AI-Ready CMO

AI Marketing Pilot Proposal Template

A structured proposal template for pitching a focused AI marketing pilot to leadership. Designed for CMOs and VP-level marketers who need to secure budget and executive buy-in for a limited-scope AI initiative before full rollout. Produces a compelling, data-backed business case that addresses risk, ROI, and success metrics.

How to Use This Template

  1. 1.**Step 1: Gather Your Baseline Data & Define the Problem**
  2. 2.Before you start writing, collect current performance metrics for the area you want to improve (email open rates, content creation time, conversion rates, etc.). Interview your team to understand the specific pain point the AI pilot will address. Document the business impact of this problem—how much revenue, efficiency, or customer satisfaction is at stake? This becomes your "Current State" section and justifies why leadership should care about the pilot. Spend 1-2 days on this; it's the foundation of your entire proposal.
  3. 3.**Step 2: Select Your AI Capability & Tool**
  4. 4.Choose a specific, narrow AI application—not "AI marketing" broadly, but something concrete like "AI-powered email subject line generation" or "AI-driven audience segmentation." Evaluate 2-3 vendor options and document your selection rationale. Fill in the "What We're Testing" section with the exact tool, vendor, and pilot lead. Define clear scope boundaries (what's IN and what's NOT in scope) to manage expectations and reduce risk. This specificity signals to leadership that you've done your homework and aren't chasing hype.
  5. 5.**Step 3: Set Realistic, Measurable Success Metrics**
  6. 6.Work with your analytics and data teams to establish 2-3 primary KPIs that directly tie to business outcomes (revenue, efficiency, engagement). For each metric, document the current baseline, your pilot target, and the success threshold (the minimum improvement that justifies scaling).
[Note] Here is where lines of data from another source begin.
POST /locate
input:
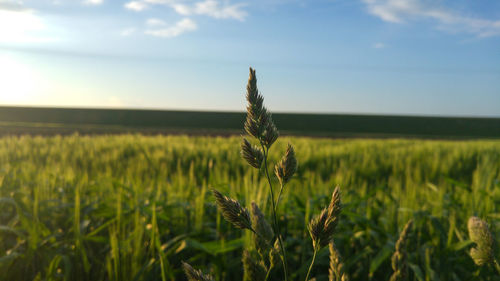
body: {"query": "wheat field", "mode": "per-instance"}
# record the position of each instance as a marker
(134, 207)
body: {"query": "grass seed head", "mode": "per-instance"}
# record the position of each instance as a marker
(336, 271)
(259, 123)
(252, 154)
(480, 234)
(274, 254)
(287, 166)
(399, 258)
(232, 211)
(322, 227)
(271, 134)
(264, 232)
(253, 271)
(195, 275)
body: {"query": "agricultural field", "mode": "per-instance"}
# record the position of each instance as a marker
(133, 207)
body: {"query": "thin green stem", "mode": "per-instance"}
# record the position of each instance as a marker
(275, 220)
(312, 262)
(279, 196)
(497, 266)
(268, 272)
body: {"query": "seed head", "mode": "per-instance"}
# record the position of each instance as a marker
(274, 254)
(322, 227)
(258, 123)
(253, 271)
(232, 211)
(336, 270)
(264, 232)
(479, 233)
(287, 166)
(399, 258)
(195, 275)
(252, 154)
(271, 134)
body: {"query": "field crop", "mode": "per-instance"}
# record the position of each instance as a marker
(133, 207)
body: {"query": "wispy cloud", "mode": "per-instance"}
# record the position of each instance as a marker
(128, 31)
(136, 6)
(400, 11)
(155, 22)
(19, 24)
(211, 8)
(93, 2)
(182, 26)
(11, 5)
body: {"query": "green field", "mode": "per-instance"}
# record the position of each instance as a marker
(52, 121)
(133, 207)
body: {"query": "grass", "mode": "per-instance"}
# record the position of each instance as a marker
(133, 207)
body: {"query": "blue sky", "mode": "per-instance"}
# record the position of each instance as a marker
(417, 57)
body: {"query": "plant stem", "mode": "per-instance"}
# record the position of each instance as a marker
(275, 220)
(497, 266)
(268, 272)
(312, 262)
(279, 196)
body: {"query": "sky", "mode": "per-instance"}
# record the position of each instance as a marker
(397, 57)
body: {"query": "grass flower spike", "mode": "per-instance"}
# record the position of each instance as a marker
(232, 211)
(336, 270)
(322, 227)
(195, 275)
(287, 166)
(399, 258)
(479, 233)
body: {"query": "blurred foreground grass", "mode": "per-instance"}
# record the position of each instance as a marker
(133, 207)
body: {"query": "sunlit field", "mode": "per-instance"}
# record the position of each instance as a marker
(134, 207)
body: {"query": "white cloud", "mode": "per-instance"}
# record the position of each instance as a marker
(128, 31)
(93, 2)
(400, 11)
(155, 22)
(211, 8)
(11, 5)
(182, 26)
(136, 6)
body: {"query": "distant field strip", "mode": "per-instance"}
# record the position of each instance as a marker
(50, 121)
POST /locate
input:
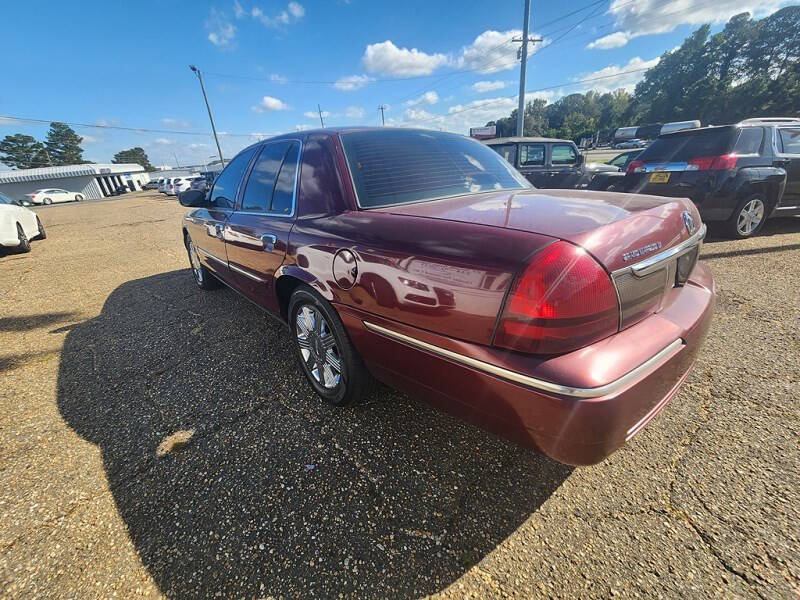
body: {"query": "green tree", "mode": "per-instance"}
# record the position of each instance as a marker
(22, 151)
(135, 155)
(63, 145)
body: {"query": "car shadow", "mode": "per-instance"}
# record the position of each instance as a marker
(233, 479)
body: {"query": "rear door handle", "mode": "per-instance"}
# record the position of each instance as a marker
(269, 240)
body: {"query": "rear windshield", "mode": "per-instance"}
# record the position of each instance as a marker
(684, 146)
(397, 166)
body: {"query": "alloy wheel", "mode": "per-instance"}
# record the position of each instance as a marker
(750, 217)
(318, 347)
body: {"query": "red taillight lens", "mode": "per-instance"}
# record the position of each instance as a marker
(713, 163)
(563, 300)
(635, 166)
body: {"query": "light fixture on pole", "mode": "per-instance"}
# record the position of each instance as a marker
(199, 74)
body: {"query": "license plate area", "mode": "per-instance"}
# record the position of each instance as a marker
(659, 177)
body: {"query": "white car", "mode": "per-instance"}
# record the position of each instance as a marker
(181, 184)
(18, 225)
(52, 195)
Include secondary metrics like team adoption and cost per outcome. Make sure metrics are trackable with your existing tools—don't propose metrics you can't actually measure. This section is what leadership will use to judge whether the pilot succeeded, so be honest about what's achievable in 12 weeks.
  7. 7.**Step 4: Build a Detailed Budget & Resource Plan**
  8. 8.Break down all costs: software licenses, implementation/setup, internal team time (calculate at loaded cost), infrastructure, and a 10% contingency. Assign specific team members to roles with time commitments. If you're asking for $50K, leadership needs to see exactly where that money goes and who's accountable. Include a table showing team roles, hours per week, and responsibilities. This demonstrates that you've thought through execution, not just the idea. Get finance to validate your numbers before you present.
  9. 9.**Step 5: Address Risks & Create a Decision Framework**
  10. 10.Identify 3-4 realistic risks (data quality, adoption, integration delays, compliance issues) and document mitigation strategies for each. Then create a clear "Go/No-Go" framework: what metrics must you hit to declare the pilot successful? What are your pivot or exit criteria if things aren't working by week 6? This shows leadership you're not blindly optimistic—you have a plan if things go sideways. It also gives you cover to pause or kill the pilot without it being seen as a failure.
  11. 11.**Step 6: Calculate ROI & Present the Business Case**
  12. 12.Use your success metrics to project financial impact: (expected improvement in KPI) × (audience size) × (revenue per outcome) = incremental revenue. Subtract your pilot investment to show net ROI. Even if the financial case is modest, quantify non-financial benefits (competitive advantage, team capability, customer experience). Then extrapolate: if the pilot succeeds, what's the annual impact if you scale? This gives leadership the full picture—why this matters now, what success looks like, and what it's worth if you're right. Have your CFO review the math before you present.